Children Can Tell You About Human Rights

Children Can Tell You About Human Rights

By Philippa Rayment
Epoch Times Staff
  Created: Feb 15, 2010  Last Updated: Nov 27, 2010

MELBOURNE—The 61st Anniversary of the Universal Declaration of Human Rights was celebrated at a special event in Melbourne. The celebration was revealing about our children, about our multicultural community and about hope for the future. Philippa Rayment reports.

What is the Universal Declaration of Human Rights? Why is it important? Children from several primary schools around Melbourne can tell you. These 10 and 11-year-olds expressed their knowledge of human rights through an exhibition of their art at the Kingston Council offices in Melbourne on December 10.

The theme this year was based on articles 3, 4 and 5 of the Declaration— “Everyone’s right to life, liberty and security, no torture or inhuman treatment.”

The guest speaker was Jennifer Zeng, author of Witnessing History, a book about the persecution she endured for practising Falun Gong in China. Introducing Jennifer, President Denis Cowden of Kingston Human Rights said: “In June 2000, Jennifer, a tertiary educated young mother, was condemned without trial to undergo re-education in one of China’s notorious forced labour camps. Her crime was simply that the authoritative regime disapproved of her peaceful spiritual beliefs.”

“Everyone’s right to life, liberty and security, no torture orinhuman treatment.” 

Jennifer spoke about the inhuman treatment and physical torture that she endured for over one year. But it was also a story of courage in the face of extreme hardship and many people had tears in their eyes when she finished speaking.

The children listened to Jennifer’s horrific experiences and learned the value of courage, respect and kindness, and the triumph of the human spirit against great odds. They shared their views on human rights.

An 11-year-old, Kimberley Petterson, was awarded first prize in the poster competition.
“I drew the two people and they’re holding up a flame for warmth. And I drew our world because that’s what it should be, warm and happy.”

The 2nd prize winner, Lucille Watterson, created a poster about breaking the chains of slavery and torture. “There is a white hand and a brown hand trying to make peace in the world.”

Art teacher Liz Spenser talked about the importance and value of this event. 
“The school I work in only has two Anglo Saxon families. We’re a third Asian, a third Polynesian and the rest come from everywhere round the world.”

To explain the concepts of freedom and human rights to children who are not familiar with the Australianlifestyle was quite difficult, she said, so she was very pleased with the childrens’ posters.

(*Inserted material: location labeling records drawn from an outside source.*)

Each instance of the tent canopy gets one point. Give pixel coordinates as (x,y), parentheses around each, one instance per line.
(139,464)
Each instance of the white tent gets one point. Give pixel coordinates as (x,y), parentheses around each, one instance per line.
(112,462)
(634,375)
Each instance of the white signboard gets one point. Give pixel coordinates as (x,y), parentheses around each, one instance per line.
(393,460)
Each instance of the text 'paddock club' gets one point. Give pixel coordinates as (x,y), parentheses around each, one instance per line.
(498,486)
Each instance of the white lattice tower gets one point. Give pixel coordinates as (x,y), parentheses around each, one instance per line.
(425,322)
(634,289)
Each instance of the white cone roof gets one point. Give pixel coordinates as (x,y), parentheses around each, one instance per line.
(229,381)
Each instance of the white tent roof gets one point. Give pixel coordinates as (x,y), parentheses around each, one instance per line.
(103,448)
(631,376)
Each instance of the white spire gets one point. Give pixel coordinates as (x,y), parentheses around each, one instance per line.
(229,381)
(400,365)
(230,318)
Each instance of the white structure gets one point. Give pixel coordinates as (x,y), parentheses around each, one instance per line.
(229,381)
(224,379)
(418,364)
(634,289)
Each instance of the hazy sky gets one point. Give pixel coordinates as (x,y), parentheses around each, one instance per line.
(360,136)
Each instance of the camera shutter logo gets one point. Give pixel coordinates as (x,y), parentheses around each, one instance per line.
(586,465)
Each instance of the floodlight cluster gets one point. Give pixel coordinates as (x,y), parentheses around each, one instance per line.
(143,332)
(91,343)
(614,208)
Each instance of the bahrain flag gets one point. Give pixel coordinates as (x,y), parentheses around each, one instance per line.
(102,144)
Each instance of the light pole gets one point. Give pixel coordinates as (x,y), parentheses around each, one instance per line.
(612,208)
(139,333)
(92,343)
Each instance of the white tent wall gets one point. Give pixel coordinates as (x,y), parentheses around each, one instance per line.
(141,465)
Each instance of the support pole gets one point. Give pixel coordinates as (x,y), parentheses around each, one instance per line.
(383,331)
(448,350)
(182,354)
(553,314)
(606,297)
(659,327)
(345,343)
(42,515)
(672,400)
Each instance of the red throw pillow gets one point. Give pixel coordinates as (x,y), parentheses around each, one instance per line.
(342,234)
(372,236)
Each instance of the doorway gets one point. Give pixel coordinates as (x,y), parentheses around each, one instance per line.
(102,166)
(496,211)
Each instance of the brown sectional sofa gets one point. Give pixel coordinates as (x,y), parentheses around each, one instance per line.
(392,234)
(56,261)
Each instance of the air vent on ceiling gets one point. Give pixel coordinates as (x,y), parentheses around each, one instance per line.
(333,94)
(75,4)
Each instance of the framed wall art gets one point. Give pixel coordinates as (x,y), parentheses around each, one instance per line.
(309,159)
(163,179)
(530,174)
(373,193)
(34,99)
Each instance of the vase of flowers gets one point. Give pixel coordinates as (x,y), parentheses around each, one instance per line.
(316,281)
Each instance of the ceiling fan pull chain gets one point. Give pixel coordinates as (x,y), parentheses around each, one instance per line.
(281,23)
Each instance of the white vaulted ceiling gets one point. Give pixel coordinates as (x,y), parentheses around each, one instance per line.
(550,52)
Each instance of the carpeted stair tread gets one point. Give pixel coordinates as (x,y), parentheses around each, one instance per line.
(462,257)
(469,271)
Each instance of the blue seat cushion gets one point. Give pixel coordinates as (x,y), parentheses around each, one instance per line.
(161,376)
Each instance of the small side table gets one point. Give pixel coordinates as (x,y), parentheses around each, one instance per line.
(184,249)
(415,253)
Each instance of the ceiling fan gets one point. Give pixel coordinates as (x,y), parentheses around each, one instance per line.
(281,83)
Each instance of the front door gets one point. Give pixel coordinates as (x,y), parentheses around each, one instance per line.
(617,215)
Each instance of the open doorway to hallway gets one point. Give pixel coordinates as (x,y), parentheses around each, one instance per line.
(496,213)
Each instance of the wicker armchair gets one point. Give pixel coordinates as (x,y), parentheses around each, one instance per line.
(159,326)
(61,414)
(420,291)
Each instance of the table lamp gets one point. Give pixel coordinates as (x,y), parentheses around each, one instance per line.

“To get these [artworks], I think it is just brilliant and even if they are more general, it’s great they’re thinking about something beyond their own daily life”.

For her artwork and understanding of the rights of human beings, one of her students, Nathalie Phon, won 3rd prize.

The judge of the artworks, Julianna Turcu, said that the children took their work seriously. It was not so much about creating a work of art, but of representing the values of human beings as well.
Kingston Councillor Rosemary West found Jennifer really inspiring. “When you see someone like Jennifer who really fights and suffers, who has suffered and fought for liberty, I think it is very inspiring for all of us and just reminds us how precious our liberties are, and how important it is that we preserve them.”

She said how great it was to see the kids really thinking as shown in their artwork. 
“If the kids are growing up with that message really you hope that will be the generation who will be prepared to defend their liberties as Jennifer has done.”

Rosemary also thought that a question from the girl who won the prize was really interesting. She asked: “Why do the people work for the Government. Why don’t the people who support Falun Gong just stand up?”

“Well, of course,” said Councillor West. “That question was really an interesting one because we also know that in a totalitarian regime, all you need is 5 per cent of the people armed and you can keep the rest of the population down. That can happen in many countries and who could have expected that a leader like Gorbachev would emerge to undermine that totalitarian regime in Russia? I guess we just have to hope something like that happens in China.”